Two researchers who released code that can be used to exploit a critical weakness in most USB drives followed that up Sunday with their version of a patch for the problem.
The attack code and subsequent patch is a response to the BadUSB research released during Black Hat this summer, yet, the fix is akin to applying a Band-Aid where stitches are required. The patch was written only for one USB manufacturer’s devices and sidesteps what independent researchers Adam Caudill and Brandon Wilson, as well as BadUSB researcher Karsten Nohl, believe are much more effective defensive measures.
Caudill and Wilson posted the patch, which applies only to USB drives manufactured by Phison Electronics Corp., to Github. The patch disables boot mode, the mechanism by which firmware updates are made to USB-based devices. They also recommend applying a bonding epoxy to thumb drives to prevents physical tampering.
“It’s all a matter of how paranoid you want to be about it,” Wilson said.
The patch is meant to head off the attack vector demonstrated by German researchers Nohl and Jakob Lell of SR Labs. BadUSB was among the most talked-about research coming out of Black Hat, and struck a particular chord with security people already contending with Internet-wide bugs such as Heartbleed and most recently Shellshock.
BadUSB is not a vendor issue, though, but an ecosystem-wide problem.
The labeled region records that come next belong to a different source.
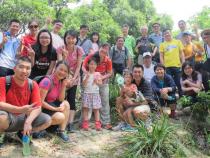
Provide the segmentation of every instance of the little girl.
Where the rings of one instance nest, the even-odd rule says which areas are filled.
[[[101,98],[99,95],[99,85],[102,84],[101,74],[95,72],[97,67],[96,59],[91,58],[88,61],[88,73],[83,79],[84,95],[83,95],[83,122],[82,128],[88,130],[88,111],[93,109],[95,116],[95,129],[101,130],[101,122],[99,116],[99,109],[101,108]]]

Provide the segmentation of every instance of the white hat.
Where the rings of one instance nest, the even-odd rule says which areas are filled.
[[[152,55],[151,55],[151,53],[150,53],[150,52],[144,52],[144,54],[143,54],[143,58],[144,58],[145,56],[150,56],[150,57],[151,57]]]

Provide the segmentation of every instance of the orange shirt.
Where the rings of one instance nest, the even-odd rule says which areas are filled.
[[[193,43],[196,45],[196,48],[198,49],[198,51],[202,52],[202,54],[195,54],[195,61],[196,62],[201,62],[204,60],[204,48],[202,46],[202,44],[200,42],[197,41],[193,41]]]
[[[190,43],[190,44],[187,44],[187,45],[184,45],[184,56],[185,56],[185,59],[186,58],[189,58],[189,57],[192,57],[194,54],[193,52],[193,44]]]
[[[39,93],[39,86],[33,81],[32,93],[28,88],[28,80],[23,86],[19,86],[14,78],[11,78],[11,86],[6,93],[6,78],[0,78],[0,102],[6,102],[14,106],[22,107],[31,103],[37,103],[36,106],[41,106],[41,98]]]

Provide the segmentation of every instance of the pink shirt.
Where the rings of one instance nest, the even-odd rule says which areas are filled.
[[[59,47],[57,49],[57,53],[58,54],[62,54],[62,48],[64,47]],[[77,68],[77,59],[79,57],[82,57],[84,54],[84,51],[81,47],[79,46],[75,46],[74,47],[74,51],[73,52],[69,52],[68,53],[68,56],[67,56],[67,59],[66,59],[66,62],[68,63],[69,65],[69,69],[72,73],[75,73],[76,71],[76,68]]]
[[[51,82],[50,82],[50,79],[45,77],[40,83],[39,83],[39,87],[40,88],[43,88],[45,90],[50,90],[49,93],[47,93],[47,96],[45,98],[45,101],[48,102],[48,103],[51,103],[51,102],[54,102],[56,100],[58,100],[59,98],[59,95],[60,95],[60,92],[61,92],[61,86],[62,86],[62,83],[56,79],[53,75],[50,75],[52,81],[53,81],[53,87],[52,89],[50,90],[50,87],[51,87]]]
“Generally, I can sympathize with full disclosure to increase the pressure on vendors to fix their issues. BadUSB is not a vendor issue, though, but an ecosystem-wide problem,” Nohl said. “Ironically, the main target of this release, Phison, already offers chips with code-signing. It’s Phison’s customers and ultimately the USB consumers, that choose not to use them. I’m not convinced that the recent release holds much sway to change that.”
Code-signing has been a suggested remedy in some corners for such a universal problem. Nohl said it’s not enough.
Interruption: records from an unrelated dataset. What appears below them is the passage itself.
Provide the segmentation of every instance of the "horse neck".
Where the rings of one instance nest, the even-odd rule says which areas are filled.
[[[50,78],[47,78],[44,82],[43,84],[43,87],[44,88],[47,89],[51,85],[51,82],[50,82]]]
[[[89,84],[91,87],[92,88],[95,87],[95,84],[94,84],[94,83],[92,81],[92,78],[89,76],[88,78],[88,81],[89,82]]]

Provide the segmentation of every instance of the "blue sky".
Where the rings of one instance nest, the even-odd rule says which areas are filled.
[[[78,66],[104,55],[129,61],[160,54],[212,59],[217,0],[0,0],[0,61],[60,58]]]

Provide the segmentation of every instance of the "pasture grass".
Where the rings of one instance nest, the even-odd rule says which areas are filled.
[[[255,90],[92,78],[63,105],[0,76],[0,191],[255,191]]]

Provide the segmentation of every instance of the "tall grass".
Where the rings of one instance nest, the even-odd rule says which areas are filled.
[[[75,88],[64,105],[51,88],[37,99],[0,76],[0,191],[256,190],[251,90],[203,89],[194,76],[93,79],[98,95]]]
“Code signing comes with the same issue: Any bug anywhere in the controller code would allow you to circumvent the code signing,” Nohl said. “Much more effective—and easier to implement—is preventing firmware updates entirely using a hardware fuse (or software fuse for the interim as a somewhat effective stopgap).”
Nohl said another approach, one also advocated by Wilson and Caudill, is one that addresses host security over USB.
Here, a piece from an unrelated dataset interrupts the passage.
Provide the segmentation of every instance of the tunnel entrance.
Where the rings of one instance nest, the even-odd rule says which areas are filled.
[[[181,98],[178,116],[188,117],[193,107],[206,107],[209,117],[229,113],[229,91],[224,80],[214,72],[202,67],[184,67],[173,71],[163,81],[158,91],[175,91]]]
“Operating systems should introduce to USB a notion of device pairing, which we all know from Bluetooth. Such a whitelist of devices that a user has approved goes a long way, but is no silver bullet either,” Nohl said. “The main issue is the lack of serial numbers that make devices of the same make and model indistinguishable to a computer.”
BadUSB is an undetectable attack against computers communicating over USB; Nohl’s attack overwrites USB device firmware and allows an attacker to run code of their choosing. A flash drive plugged into a PC, could for example, emulate a keyboard and issue commands that steal data from the machine, spoof a computer’s network interface and redirect traffic by altering DNS settings, or could load malware from a hidden partition on the drive.
“The firmware update process normally starts by telling the drive to enter ‘boot mode,’ which allows for the transfer of executable code, such as code that receives and flashes a new firmware image,” Wilson said. “The patch stops the firmware from handling this command, thereby preventing firmware updates. By restricting boot mode, you are preventing our tools and the official tools from starting the firmware update process.”
Caudill and Wilson published attack code shortly after presenting it at the Derby Con security conference; their code targeted only Phison USB drives, the same drives Nohl and Lell went after. Nohl has yet to release his attack code because of its universal effectiveness; Caudill and Wilson hope their disclosure nudges vendors to look at and address the problem.
“The patch prevents software (malicious or otherwise) running on your computer from initiating the firmware update process. There are other ways of entering boot mode, such as by shorting pins on the controller, which requires physical access,” Wilson said. “Coating the drive in epoxy prevents that physical access, so you can allow others to use the drive without worrying that they’ll tamper with it. It’s all a matter of how paranoid you want to be about it.”
At Derby Con, Caudill and Wilson demonstrated their attack code, which emulated a keyboard connected to a PC over USB that executed predetermined script. They also showed another demonstration where code was executed from a hidden partition on a flash drive; the drive was not detected in either case by the PC.
“I don’t presume to have all the answers, nor assume that there are no answers, to this problem,” Wilson said, adding that he and Caudill have come under some criticism for releasing the attack code that updates the firmware on the affected devices. “My hope is that the collective knowledge and experience of people out there can and will come together to not only make the patch viable for the majority of drives out there, but come up with other solutions as well.”